Subjektorientierung ist seit Jahrzehnten jene Blaupause, vor der religionspädagogische wie religionsdidaktische Ansätze entwickelt werden. Den Religionsunterricht vom lernenden Subjekt her zu verstehen und letztlich zu gestalten, ist dabei das Ziel. Auch bibeldidaktische Ansätze haben sich in den vergangenen Jahren diesem Diktum weitgehend unterworfen und versucht, das Lernen an biblischen Texten vom lernenden Subjekt her zu beschreiben.

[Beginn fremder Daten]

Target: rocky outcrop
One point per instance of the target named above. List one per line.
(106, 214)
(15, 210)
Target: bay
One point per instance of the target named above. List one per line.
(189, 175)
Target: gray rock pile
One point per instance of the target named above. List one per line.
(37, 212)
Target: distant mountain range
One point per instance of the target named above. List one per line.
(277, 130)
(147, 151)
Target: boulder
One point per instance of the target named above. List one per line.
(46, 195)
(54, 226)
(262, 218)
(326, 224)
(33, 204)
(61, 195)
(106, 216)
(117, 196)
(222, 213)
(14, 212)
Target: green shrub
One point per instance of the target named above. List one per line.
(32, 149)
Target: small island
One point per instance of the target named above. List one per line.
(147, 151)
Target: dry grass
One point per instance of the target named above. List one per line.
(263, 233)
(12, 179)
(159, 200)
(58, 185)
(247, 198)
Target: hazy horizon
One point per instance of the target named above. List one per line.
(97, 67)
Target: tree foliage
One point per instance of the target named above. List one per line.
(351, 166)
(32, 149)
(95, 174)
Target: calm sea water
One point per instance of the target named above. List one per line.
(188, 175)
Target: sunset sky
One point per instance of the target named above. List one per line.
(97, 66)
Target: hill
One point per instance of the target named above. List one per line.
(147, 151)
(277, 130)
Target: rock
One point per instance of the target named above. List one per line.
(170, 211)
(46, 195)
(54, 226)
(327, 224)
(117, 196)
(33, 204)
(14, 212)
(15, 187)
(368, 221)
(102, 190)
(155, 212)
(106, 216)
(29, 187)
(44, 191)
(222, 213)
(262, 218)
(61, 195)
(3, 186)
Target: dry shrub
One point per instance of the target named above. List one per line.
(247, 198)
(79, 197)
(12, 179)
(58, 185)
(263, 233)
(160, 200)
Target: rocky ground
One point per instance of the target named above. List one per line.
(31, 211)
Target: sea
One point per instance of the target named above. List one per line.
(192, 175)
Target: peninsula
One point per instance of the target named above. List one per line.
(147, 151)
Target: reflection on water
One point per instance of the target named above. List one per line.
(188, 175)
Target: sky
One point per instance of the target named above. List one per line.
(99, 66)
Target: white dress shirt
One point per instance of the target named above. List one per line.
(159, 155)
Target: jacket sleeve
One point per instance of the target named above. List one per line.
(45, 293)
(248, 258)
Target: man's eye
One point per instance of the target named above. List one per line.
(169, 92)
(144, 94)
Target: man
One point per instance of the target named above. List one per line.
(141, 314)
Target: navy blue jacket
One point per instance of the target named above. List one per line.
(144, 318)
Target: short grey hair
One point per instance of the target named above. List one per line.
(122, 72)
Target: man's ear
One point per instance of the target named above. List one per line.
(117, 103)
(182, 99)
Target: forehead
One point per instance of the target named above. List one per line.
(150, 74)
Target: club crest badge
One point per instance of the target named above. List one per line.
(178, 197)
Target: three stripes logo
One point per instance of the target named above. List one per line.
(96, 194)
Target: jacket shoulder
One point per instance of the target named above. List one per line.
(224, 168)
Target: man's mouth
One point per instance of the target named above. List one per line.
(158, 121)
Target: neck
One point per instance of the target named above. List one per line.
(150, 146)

Dass dies besonders im Hinblick auf die Rolle der Bibel im Religionsunterricht zwar kein einfaches Unterfangen ist, jedoch ein absolut notwendiges, liegt auf der Hand: als Kulturgut der Gesellschaft und als Grundlage des Christentums gehören biblische Texte grundlegend zum Religionsunterricht dazu, allerdings sind sie den Schüler*innen heute meist fremd. Sie scheinen weit weg zu sein von der Lebenswelt junger (und auch älterer) Menschen. Lernprozesse mit biblischen Texten, die das lernende Subjekt im Blick haben, müssen es daher zum Ziel haben, den lernenden Menschen heute einen Zugang zu den biblischen Texten zu ermöglichen.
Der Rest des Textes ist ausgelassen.